Néanmoins, il vous faudrait peut-être actualiser vos références textuelles pour vanter les mérites d'une lecture papier: Louis-Ferdinand Céline, en 2009, ça fait nostalgique un tout petit peu, non? Qu'on me comprenne bien, je n'ai rien contre les classiques, les modernistes, qui vous voudrez. J'étudie la littérature, j'adore Céline, Proust, Twain, Faulkner. Mais, quand je parle de nouvelles textualités, j'essaie de les tenir à l'écart. Ça me rappelle ce prof de cinéma qui affirmait à qui voulait l'entendre qu'il ne s'était pas fait de bon cinéma depuis Godard, ou ces gens qui ne décrocheront tout simplement jamais des Beatles parce qu'en matière de rock, come on, il ne s'est rien produit d'aussi visionnaire. C'est peut-être mon penchant sociocritique qui prend le dessus dans ces questions, mais j'ai tendance à croire que pour décrier l'état actuel des choses, il vous serait peut-être bénéfique de voir ce qui se produit actuellement en matière de texte littéraire sur papier. Pour paraphraser tour à tour Erich Auerbach, Alessandro Portelli, Marc Chénetier et Walter J. Ong : Le rapport au réel, donc par extension le rapport à la représentation textuelle de ce même réel, évoluent dans une société en fonction des technologies dominantes contemporaines.

En matière de littérature actuelle, mon expertise se situe plutôt du côté des Américains. Je pense notamment aux oeuvres de David Foster Wallace, Jonathan Safran Foer, Dave Eggers, Nicole Krauss, Don Delillo ou Robert Coover, qui savent reproduire dans la fiction l'expérience cognitive de l'hypertexte. Le roman Infinite Jest, de Wallace, est riche de plus 1080 pages, dont une centaine est constituée exclusivement de notes en annexe. L'auteur y interroge de fond en comble les médiums du divertissement dans la société contemporaine. De surcroît, ce type d'ouvrage intimidant par son format physique - dans certains cas, on dirait qu'on se sauve avec un morceau du pavé - arrive à se tailler une place parmi les listes de best-sellers aux États-Unis.

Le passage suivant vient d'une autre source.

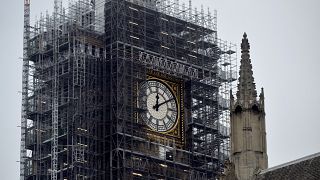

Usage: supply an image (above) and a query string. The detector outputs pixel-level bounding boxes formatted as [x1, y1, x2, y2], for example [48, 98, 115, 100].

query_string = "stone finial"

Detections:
[237, 33, 257, 102]
[241, 33, 250, 53]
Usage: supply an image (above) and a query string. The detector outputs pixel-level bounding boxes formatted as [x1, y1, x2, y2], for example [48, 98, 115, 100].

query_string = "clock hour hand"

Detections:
[153, 93, 159, 111]
[156, 98, 174, 109]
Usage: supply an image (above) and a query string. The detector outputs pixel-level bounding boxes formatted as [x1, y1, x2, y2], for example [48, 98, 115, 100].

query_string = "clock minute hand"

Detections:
[157, 98, 174, 108]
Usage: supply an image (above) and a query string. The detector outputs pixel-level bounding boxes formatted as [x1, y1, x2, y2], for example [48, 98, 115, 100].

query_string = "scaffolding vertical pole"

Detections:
[51, 0, 60, 180]
[20, 0, 30, 180]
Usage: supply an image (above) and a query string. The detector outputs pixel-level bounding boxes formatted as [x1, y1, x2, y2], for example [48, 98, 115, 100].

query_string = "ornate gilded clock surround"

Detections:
[136, 70, 185, 146]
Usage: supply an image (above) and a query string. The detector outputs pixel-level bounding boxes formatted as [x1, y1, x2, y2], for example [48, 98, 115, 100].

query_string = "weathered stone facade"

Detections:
[231, 33, 268, 180]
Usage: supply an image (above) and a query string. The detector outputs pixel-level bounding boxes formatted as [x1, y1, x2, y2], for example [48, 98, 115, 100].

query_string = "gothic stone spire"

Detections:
[237, 33, 257, 101]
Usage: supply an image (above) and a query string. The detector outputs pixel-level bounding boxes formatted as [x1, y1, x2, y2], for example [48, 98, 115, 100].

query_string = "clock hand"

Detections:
[157, 98, 174, 109]
[153, 93, 159, 111]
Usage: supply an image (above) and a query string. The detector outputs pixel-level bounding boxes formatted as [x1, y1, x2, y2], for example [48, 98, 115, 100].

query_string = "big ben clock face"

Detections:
[138, 79, 179, 132]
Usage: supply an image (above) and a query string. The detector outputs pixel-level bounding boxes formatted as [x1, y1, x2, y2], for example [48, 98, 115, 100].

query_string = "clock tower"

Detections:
[231, 33, 268, 180]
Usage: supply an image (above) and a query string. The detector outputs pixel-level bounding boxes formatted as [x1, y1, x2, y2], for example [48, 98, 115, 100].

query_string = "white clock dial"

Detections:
[138, 80, 178, 132]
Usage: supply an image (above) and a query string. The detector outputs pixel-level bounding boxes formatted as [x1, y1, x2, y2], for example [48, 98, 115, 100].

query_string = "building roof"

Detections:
[256, 153, 320, 180]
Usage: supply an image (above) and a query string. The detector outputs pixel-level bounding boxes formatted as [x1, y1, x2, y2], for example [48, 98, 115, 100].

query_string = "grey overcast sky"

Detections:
[0, 0, 320, 180]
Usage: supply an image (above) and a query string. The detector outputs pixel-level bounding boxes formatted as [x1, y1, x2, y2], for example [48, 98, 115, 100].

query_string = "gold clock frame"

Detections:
[136, 70, 185, 147]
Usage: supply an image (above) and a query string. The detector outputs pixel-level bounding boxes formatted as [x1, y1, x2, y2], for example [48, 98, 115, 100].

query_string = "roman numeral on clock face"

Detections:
[138, 80, 178, 132]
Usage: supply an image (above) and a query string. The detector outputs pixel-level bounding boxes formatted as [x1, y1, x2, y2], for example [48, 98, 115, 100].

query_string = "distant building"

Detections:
[220, 34, 320, 180]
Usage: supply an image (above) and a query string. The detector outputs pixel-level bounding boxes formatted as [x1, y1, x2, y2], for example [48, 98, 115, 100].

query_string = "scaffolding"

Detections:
[20, 0, 237, 180]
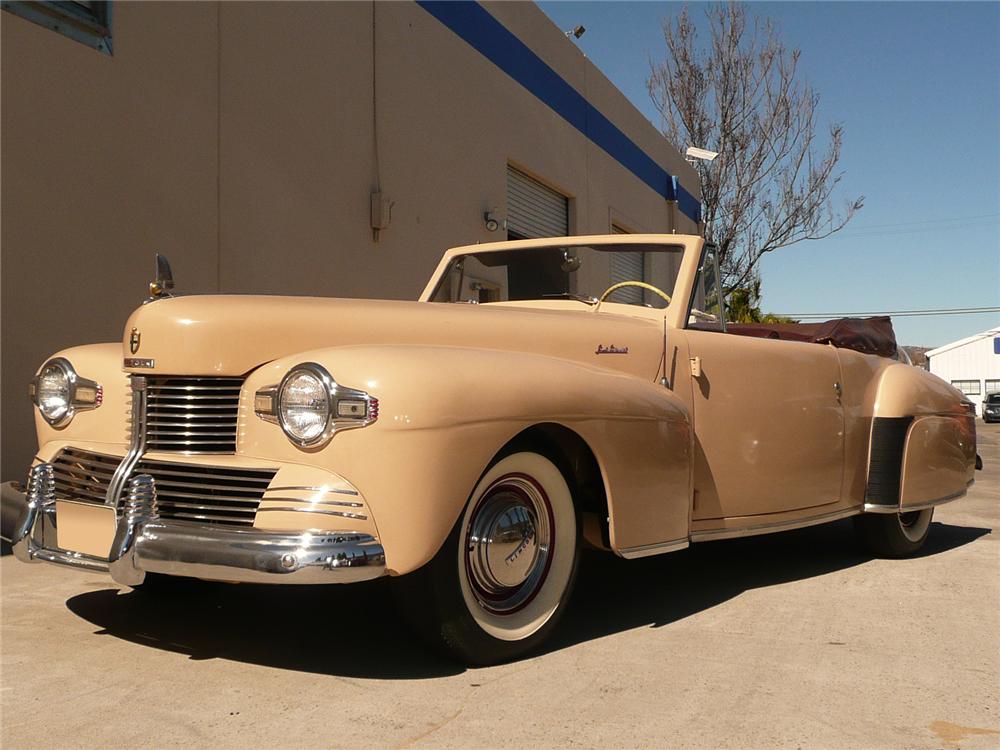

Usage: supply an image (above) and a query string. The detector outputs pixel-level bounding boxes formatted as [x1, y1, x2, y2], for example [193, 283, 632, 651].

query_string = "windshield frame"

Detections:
[420, 234, 703, 313]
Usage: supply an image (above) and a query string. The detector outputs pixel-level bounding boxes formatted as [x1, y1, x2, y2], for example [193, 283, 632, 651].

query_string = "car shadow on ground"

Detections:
[66, 521, 990, 679]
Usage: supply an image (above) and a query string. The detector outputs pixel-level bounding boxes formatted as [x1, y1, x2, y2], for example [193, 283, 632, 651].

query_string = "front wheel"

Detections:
[854, 508, 934, 557]
[396, 452, 580, 665]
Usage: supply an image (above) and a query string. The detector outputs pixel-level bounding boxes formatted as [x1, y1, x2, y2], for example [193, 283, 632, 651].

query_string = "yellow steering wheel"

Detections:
[600, 281, 670, 305]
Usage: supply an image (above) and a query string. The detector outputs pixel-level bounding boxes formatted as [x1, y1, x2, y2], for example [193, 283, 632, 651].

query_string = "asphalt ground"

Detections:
[0, 422, 1000, 750]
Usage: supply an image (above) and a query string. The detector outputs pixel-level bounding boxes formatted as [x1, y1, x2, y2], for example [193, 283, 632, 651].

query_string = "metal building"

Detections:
[927, 328, 1000, 416]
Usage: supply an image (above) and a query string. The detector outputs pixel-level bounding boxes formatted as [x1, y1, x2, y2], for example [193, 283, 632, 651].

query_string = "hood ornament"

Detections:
[142, 253, 174, 305]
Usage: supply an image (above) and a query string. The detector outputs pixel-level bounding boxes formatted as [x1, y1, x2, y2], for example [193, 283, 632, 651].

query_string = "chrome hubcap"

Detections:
[465, 475, 553, 613]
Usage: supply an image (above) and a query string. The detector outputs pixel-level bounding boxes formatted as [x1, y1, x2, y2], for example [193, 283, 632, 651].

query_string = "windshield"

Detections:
[431, 244, 684, 308]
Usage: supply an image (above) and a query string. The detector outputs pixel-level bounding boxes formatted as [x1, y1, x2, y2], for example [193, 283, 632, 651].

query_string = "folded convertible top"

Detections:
[726, 315, 896, 357]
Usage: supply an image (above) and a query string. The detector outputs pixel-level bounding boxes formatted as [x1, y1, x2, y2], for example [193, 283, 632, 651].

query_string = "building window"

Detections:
[611, 224, 646, 305]
[507, 165, 569, 240]
[951, 380, 981, 396]
[2, 0, 111, 55]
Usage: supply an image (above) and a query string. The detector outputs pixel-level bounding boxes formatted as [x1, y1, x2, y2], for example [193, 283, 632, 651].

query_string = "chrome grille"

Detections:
[145, 377, 243, 453]
[52, 448, 276, 526]
[132, 460, 276, 526]
[52, 448, 121, 503]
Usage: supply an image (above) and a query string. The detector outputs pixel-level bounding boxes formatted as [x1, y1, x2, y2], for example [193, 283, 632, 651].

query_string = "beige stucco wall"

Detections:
[0, 3, 697, 479]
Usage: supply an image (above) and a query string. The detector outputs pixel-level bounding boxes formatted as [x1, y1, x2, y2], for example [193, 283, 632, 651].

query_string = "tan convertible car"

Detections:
[3, 235, 977, 664]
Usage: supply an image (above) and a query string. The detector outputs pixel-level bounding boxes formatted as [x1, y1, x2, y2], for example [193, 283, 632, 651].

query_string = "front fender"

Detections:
[238, 346, 691, 574]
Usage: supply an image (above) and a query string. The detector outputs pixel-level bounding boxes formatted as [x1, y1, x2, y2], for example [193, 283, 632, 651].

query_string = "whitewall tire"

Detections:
[397, 451, 580, 664]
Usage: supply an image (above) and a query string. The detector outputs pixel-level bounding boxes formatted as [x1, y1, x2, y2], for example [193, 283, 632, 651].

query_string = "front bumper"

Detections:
[2, 484, 386, 586]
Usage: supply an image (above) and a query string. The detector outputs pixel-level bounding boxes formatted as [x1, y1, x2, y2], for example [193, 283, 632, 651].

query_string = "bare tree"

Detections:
[648, 2, 864, 291]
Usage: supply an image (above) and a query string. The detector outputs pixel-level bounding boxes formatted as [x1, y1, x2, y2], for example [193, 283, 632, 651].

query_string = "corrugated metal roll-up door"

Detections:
[507, 166, 569, 238]
[611, 224, 646, 305]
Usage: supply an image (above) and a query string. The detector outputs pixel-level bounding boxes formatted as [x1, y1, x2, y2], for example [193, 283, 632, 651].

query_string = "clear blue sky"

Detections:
[539, 2, 1000, 346]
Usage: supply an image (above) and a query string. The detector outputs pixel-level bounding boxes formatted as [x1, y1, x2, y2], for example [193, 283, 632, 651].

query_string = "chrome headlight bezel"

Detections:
[28, 357, 104, 427]
[254, 362, 378, 448]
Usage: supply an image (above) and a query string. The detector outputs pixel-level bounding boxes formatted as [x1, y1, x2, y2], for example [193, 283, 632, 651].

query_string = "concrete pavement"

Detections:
[0, 422, 1000, 750]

Mais, bon, vous ne craignez pas, vous non plus, la disparition du livre comme tel. Et j'espère que vous me pardonnerez de me laisser hérisser le poil quand on me cite un auteur moderne comme argument dans un débat concernant, en tout et pour tout, la société actuelle. Oui, le texte est texture, il est physique, spatial. Mais il faut savoir que pour certains le plaisir du texte comme parcours cognitif est bel et bien réel et palpable, même sur Internet.

Sincèrement,



William S. Messier

étudiant à la maîtrise en littérature à l'UQAM
auteur de "Townships, récits d'origines" éd. Marchand de feuilles

1 commentaire:

Catherine a dit...

Après notre discussion, j'ai repensé à un livre que j'ai déjà lu: Close Reading New Media : Analyzing Electronic Literature. Avant toute chose, l’essai affirme qu'il existe une certaine littérature électronique qui répond au principe d’hypertextualité, principe au coeur de l’ensemble de son argumentation. Cette hypertextualité modifie profondément le rôle du lecteur qui de passif devient actif et créateur alors qu’il est appelé à choisir son trajet – unique – parmi les possibilités textuelles.

Il existe sur internet une nouvelle façon de concevoir la littérature, la lecture et le texte. On n'est pas moins intelligent (!) parce qu'on se prête au jeu et qu'on choisit de naviguer à travers un monde infini de textes. Et, comme le disait Alexie, ça ne nous empêche pas non plus de retourner aux grosses briques. Pour le plaisir de la lecture rigoureuse, certes. Mais aussi pour la beauté de l'objet.